I am totally incapable of tolerating the idea that all human activity is fundamentally a transaction. This is the kind of massive semantic assumption that gives anarcho-capitalism the briefest sliver of false legitimacy.

There's also the question of what constitutes "voluntary" employment when you factor in social and economic pressures...

1 Answer

+6 votes

1. Your scenario is too divorced from the reality of the world. There never has and never will be employment that can reasonably be seen to be a 'transaction.' There is always an unequal distribution of power between employer and employee. Historically the employing class, the bourgeoisie, is who 'won' the round of late 18th/early 19th century revolutions that solidified this economy. They've always been on top, and your hypothetical situation is ignoring that reality.

2. The existence of the state is not an accident. Employers are united in needing the state to create unemployment, keep people reliant on the wage system, and to protect their property. If employers did NOT create the state, they would be acting against their own interests. Similarly, with the advent of marketing and PR, capitalists work to undermine the consumers' "rational choice" that such market economics bases its theories on. It is in a capitalist's prerogative to undermine the 'free market' in any and every way they can.

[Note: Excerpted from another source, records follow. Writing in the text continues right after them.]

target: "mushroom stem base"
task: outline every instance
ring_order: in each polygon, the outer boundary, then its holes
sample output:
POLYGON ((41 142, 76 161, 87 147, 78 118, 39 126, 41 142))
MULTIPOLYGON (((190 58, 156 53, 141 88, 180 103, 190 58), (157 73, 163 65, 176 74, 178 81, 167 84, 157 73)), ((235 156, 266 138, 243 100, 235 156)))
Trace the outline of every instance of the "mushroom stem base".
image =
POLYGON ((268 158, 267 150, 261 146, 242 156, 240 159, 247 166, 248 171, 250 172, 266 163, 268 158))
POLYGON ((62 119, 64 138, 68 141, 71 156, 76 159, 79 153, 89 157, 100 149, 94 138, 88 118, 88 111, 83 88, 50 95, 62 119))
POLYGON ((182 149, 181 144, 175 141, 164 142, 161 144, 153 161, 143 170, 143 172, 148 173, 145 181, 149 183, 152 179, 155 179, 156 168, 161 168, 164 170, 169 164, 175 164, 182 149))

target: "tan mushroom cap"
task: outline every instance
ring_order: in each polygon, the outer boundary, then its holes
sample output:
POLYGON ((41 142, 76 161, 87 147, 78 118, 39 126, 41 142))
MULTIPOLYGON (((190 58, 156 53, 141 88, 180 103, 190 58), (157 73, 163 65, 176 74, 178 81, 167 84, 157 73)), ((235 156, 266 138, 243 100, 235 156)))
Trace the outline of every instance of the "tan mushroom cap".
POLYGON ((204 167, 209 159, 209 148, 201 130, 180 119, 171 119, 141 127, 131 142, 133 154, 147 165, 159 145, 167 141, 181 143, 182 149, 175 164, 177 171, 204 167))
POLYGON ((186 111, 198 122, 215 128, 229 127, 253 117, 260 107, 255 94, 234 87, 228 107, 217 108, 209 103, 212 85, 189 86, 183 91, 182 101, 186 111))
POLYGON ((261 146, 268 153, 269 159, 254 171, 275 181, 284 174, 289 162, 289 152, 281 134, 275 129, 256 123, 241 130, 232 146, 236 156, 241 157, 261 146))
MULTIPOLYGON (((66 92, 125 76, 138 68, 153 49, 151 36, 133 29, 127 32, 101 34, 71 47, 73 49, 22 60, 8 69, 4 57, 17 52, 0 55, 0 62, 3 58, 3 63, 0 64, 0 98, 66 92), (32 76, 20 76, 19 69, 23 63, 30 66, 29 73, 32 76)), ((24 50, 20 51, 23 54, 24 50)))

3. The exploitation of the wage system relies on the open violence of accumulation to perpetuate itself, and it needs to perpetuate itself to survive. Before the industrial revolution it took centuries of witch hunts for womens' body to be successfully colonized, for their sexuality and bodily autonomy to be destroyed, and for their role as producers of producers to be in full effect. Without the surplus labor that followed, there could never have been an industrial revolution, which relied on low wages and high unemployment. In the same way, this is happening all the time, right now. Open, bare violence is needed to accumulate the resources that capitalism needs to survive. When the 'transaction' that is capital exists, the owner accumulates wealth and further invests it in other things. In this way capitalism "grows." And growth means open violence and accumulation. The world isn't resources, you have to make it into resources.
answered Aug 17, 2014 by flip (3,980 points)
I start to understant your concept of non-existent-society, but I refuse to accept it(not because I'am loggerhead, as a racional being the truth, found by the scientific method "must" be seeked), as I have explained before society is a solid concept, the relations and interactions with others are solid and have purposes and agreements which yes determine much of our behavior, as you say nor atomic nor absolute interdependence but there is a balance much sociability kills the individual but too much individualism limitates the individual (an example of that the pyramids of Giza never could have bieng built by one man, it is just an ilustration example is not that pyramids represent something).
cooperation is an example of society, its truth that everyone works for themselves but they need each other to reach a common goal. the same with all other societies common objectives bring us together as equal individuals.
being able to do something doesn't mean much, tpoth. your off-the-top-of-your-head example is telling, given that it comes from one of the most hierarchical societies in history.
plus, to argue value based on capacity seems like you're accepting a lot of what already exists. ie, there are some things that we can do better in groups, but by learning to operate in groups we don't develop skills that are more solitary (and vice versa). i'm not arguing that either is better than the other, i'm just saying that your argument is not compelling.
on the other hand amorfati, saying that society doesn't exist seems over the top. i don't have good language to talk about this, but groups of people exert pressures in a way that "society" might not be the best way to describe, but is at least *a* way.
and for both of you, i'm confused about how this got to be the topic of conversation. surely the idea of "equality" is the more contentious issue, especially as tpj seems to be insisting that it is automatic/assumed/inherent?
(but perhaps that takes us down a rockier road and i'm too sleepy to see it...)

edited for typos
you may have mistunderstood my example I absolutely reject hierarchy, want i meant to picture was that only an individual is limited to his only "force" an intellect and that is why individuals need to group (in societies) to reach larger and common goals (not controlled or directed by anyone hierarchically), what i mean is society is important for the development of individuals so they can fullfil other needs but I'm not saying either that it is mandatory; choosing to be part of a society is an act totally (or should be) voluntary, free associacion between people (again with commun goals), and obviously free disassociation. (I apologize for my English)
@tpothjuan : "as a racional being the truth, found by the scientific method "must" be seeked"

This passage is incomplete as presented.